# Data prep: Tokenizer Training (Mockup)
Copyright (C) 2021 ServiceNow, Inc.

This notebook was used to experiment and develop around training a custom (geology-specific) tokenizer.

This is likely not runnable without revisions, as the training data likely does not all still exist.

---

# Plan
* Test out tokenizer training process. 
    * Follow [🤗 Tokenizers Quicktour] (https://huggingface.co/docs/tokenizers/python/latest/quicktour.html) to train a BPE tokenizer from scratch. This is just to check the process.
    * Use data from Tianyi’s blind text concatenation here: `/nrcan_p2/data/03_primary/v1/all_text.txt` (used a smaller subset)
* Create two tokenizers
    1. Train a tokenizer from scratch for BERT, including pre- and post-processing, and WordPiece trainer, following [🤗 Tokenization Pipeline Tutorial](https://huggingface.co/docs/tokenizers/python/latest/pipeline.html).
        * Actually trained 2, with different amounts of data (~5 vs. 500 MB)
    2. Create a second tokenizer that is a BERT standard tokenizer (wikipedia data subset, also uses the above pipeline)
* Examine and compare tokenizers
    * Pick a subset of definitely geological sentences
    * Compare what the tokenizers do with technical terms and with common English.

---

# Setup

Manually check that data is where I expect it to be:

In [42]:
# !ls ../../data/03_primary/v1

Huggingface `tokenizers` and `transformers` should be installed in the container already.

## Set up data

### Create a smaller text file

The whole dataset (`data/03_primary/v1/all_text.txt`) is 2.17 GB, and the tutorial uses a dataset with 516 MB.  Using 2.17 GB makes training the tokenizer verrrry slow.  This is why I started with a smaller subset. :) 

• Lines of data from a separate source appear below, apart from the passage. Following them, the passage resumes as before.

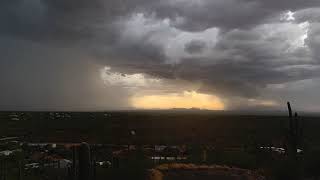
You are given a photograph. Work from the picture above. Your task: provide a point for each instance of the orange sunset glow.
(183, 100)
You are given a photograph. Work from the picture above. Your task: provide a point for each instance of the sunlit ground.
(182, 100)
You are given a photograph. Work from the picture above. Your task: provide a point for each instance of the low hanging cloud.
(242, 51)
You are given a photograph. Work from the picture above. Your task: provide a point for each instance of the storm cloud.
(243, 51)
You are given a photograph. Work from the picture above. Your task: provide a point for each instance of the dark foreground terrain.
(126, 144)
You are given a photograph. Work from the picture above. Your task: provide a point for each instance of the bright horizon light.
(187, 99)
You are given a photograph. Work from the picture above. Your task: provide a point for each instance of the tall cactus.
(84, 162)
(294, 133)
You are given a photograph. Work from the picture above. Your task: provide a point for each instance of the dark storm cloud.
(195, 47)
(170, 39)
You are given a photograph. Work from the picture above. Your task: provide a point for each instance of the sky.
(151, 54)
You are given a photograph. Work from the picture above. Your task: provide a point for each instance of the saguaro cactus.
(294, 134)
(84, 162)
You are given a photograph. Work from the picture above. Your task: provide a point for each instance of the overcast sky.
(123, 54)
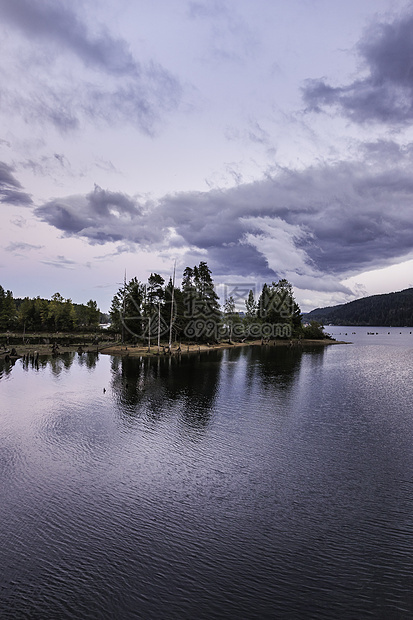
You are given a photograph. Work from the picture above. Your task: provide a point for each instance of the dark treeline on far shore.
(388, 309)
(47, 315)
(156, 310)
(163, 311)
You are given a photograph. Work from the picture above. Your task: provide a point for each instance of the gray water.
(262, 482)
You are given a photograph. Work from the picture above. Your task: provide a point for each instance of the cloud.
(110, 86)
(385, 95)
(313, 226)
(60, 262)
(59, 24)
(11, 189)
(101, 216)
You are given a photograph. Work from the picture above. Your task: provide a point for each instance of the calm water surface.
(259, 483)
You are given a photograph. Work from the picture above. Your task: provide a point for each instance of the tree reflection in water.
(156, 387)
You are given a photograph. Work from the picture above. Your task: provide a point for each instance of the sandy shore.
(20, 350)
(17, 351)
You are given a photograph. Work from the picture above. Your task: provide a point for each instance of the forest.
(159, 310)
(390, 310)
(46, 315)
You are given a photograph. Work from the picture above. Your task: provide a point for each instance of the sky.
(270, 139)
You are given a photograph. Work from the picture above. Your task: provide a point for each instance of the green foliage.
(37, 314)
(251, 308)
(277, 307)
(7, 310)
(314, 331)
(126, 311)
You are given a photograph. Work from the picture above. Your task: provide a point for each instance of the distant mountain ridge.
(390, 309)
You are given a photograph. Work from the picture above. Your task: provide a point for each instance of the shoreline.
(139, 351)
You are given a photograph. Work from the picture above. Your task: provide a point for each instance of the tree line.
(156, 310)
(389, 309)
(45, 315)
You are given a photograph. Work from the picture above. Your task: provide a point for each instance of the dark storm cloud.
(130, 92)
(386, 94)
(327, 221)
(11, 189)
(60, 262)
(100, 216)
(18, 247)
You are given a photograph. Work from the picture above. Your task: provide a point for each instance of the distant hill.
(391, 309)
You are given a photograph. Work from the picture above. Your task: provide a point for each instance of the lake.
(258, 482)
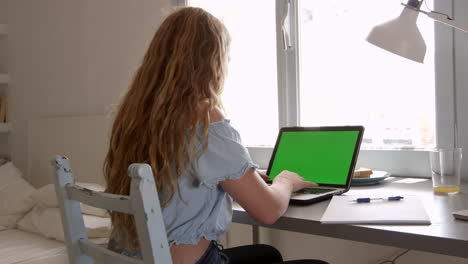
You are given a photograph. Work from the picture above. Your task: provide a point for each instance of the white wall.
(77, 57)
(73, 57)
(4, 137)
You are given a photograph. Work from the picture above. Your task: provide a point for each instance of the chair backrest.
(143, 203)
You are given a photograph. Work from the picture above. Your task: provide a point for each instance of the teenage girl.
(172, 119)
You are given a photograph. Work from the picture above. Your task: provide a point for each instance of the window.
(329, 75)
(345, 80)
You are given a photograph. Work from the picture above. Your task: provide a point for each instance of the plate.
(375, 178)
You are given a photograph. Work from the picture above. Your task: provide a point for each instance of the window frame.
(400, 162)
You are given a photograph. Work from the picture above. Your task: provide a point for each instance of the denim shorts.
(212, 255)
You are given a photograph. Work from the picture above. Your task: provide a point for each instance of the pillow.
(14, 195)
(48, 223)
(45, 196)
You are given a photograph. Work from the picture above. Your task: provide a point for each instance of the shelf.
(4, 78)
(5, 127)
(3, 29)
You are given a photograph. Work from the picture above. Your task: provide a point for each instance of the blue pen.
(368, 199)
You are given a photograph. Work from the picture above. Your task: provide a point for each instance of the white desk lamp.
(401, 35)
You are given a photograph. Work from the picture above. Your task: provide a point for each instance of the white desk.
(444, 236)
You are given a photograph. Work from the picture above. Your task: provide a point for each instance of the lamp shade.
(400, 36)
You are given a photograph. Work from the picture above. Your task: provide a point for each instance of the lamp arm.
(441, 17)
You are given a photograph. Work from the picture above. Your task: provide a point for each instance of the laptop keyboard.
(313, 191)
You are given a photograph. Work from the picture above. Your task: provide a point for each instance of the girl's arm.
(265, 203)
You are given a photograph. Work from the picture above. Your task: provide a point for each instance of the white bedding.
(20, 247)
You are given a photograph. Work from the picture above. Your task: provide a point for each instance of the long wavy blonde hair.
(157, 120)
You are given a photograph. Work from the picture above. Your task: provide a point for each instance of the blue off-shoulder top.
(202, 208)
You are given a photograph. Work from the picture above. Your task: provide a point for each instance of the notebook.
(324, 155)
(344, 210)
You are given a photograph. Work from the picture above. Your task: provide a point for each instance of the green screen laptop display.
(323, 157)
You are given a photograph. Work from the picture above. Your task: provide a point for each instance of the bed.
(30, 223)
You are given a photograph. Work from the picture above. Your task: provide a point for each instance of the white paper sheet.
(342, 210)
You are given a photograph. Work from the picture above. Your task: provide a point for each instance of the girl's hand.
(263, 175)
(294, 180)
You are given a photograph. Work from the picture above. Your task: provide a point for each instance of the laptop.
(324, 155)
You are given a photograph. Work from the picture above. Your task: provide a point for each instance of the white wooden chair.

The below is just for documentation, and run from a notebook in `workspace/[SUBFOLDER]/`. 

In [34]:
# Ran this in the command line in data/03_primary/. 
# Could uncomment and add directory structure to run here.
# ~5MB
#!head -c 5000000 all_text.txt > short_text_5M.txt

In [45]:
# ~500MB
# !head -c 500000000 ../../data/03_primary/v1/all_text.txt > ../../data/03_primary/v1/med_text_500M.txt

### Download data from wikipedia for comparison

In [69]:
# %%bash
# (cd /nrcan_p2/data/01_raw/toy/wiki;
# wget https://s3.amazonaws.com/research.metamind.io/wikitext/wikitext-103-raw-v1.zip;
# unzip wikitext-103-raw-v1.zip)

Data is at:

`/nrcan_p2/data-01/raw/toy/wiki/wikitext-103-raw/`

and includes: 
* `wiki.test.raw`
* `wiki.train.raw`
* `wiki.valid.raw`

---

# Build BPE tokenizer from scratch (learn workflow)

## Train tokenizer

In [1]:
from tokenizers import Tokenizer
from tokenizers.models import BPE
from tokenizers.trainers import BpeTrainer
from tokenizers.pre_tokenizers import Whitespace

In [21]:
# Instantiate Tokenizer with a BPE model
tokenizer = Tokenizer(BPE())

In [4]:
# Instantiate a trainer (BpeTrainer) for training on geological text
# Default values: vocab_size=30000, min_frequency=0
trainer = BpeTrainer(special_tokens=['[UNK]', '[CLS]', '[SEP]', '[PAD]', '[MASK]'])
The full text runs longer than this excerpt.